Sutradara Martin Campbell yang biasa ahli di genre action justru mendapat anggapan kurang berhasil di sini. Adegan laga, generik dan kurang menegangkan, serta karakter-karakter wanitanya tipis sehingga penonton sulit peduli.
Rating IMDb hanya sekitar 4,1/10, menegaskan penerimaan penonton yang buruk. Banyak penonton mengeluhkan plot yang tertebak dan dialog yang cheesy. Sebagian lagi kecewa karena film ini terkesan mencoba memanfaatkan isu aktual (kekacauan pasca-penarikan Afghanistan). Namun tanpa riset mendalam, sehingga terasa kurang meyakinkan.

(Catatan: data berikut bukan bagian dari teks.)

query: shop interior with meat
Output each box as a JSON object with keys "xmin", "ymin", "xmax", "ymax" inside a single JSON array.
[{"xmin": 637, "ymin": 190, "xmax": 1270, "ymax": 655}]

Sisi positifnya, ada penonton yang tetap terhibur oleh aksi Eva Green dan timnya sebagai hiburan aksi ringan – namun jumlahnya tak banyak.
Singkat kata, Dirty Angels menjadi contoh bahwa deretan bintang dan sutradara besar belum tentu menjamin kualitas. Bagi yang penasaran, tontonlah dengan ekspektasi rendah semata untuk aksi perempuan bersenjata. Tetapi bila mencari film perang berkualitas, judul-judul lain di daftar ini lebih layak Anda dahulukan.
Kesimpulan
Itulah 10 film perang terbaru yang patut masuk radar Anda. Dari dystopia futuristik hingga drama sejarah yang mengharukan, masing-masing film menawarkan perspektif berbeda tentang perang dan keberanian. Beberapa di antaranya menuai pujian tinggi. Sementara yang lain memicu perdebatan – namun semuanya menambah warna genre film perang di periode terbaru ini.
Semoga ulasan di atas membantu Anda memilih tontonan epik berikutnya. Selamat menonton, dan siapkan diri untuk larut dalam kisah-kisah heroik penuh laga dan emosi!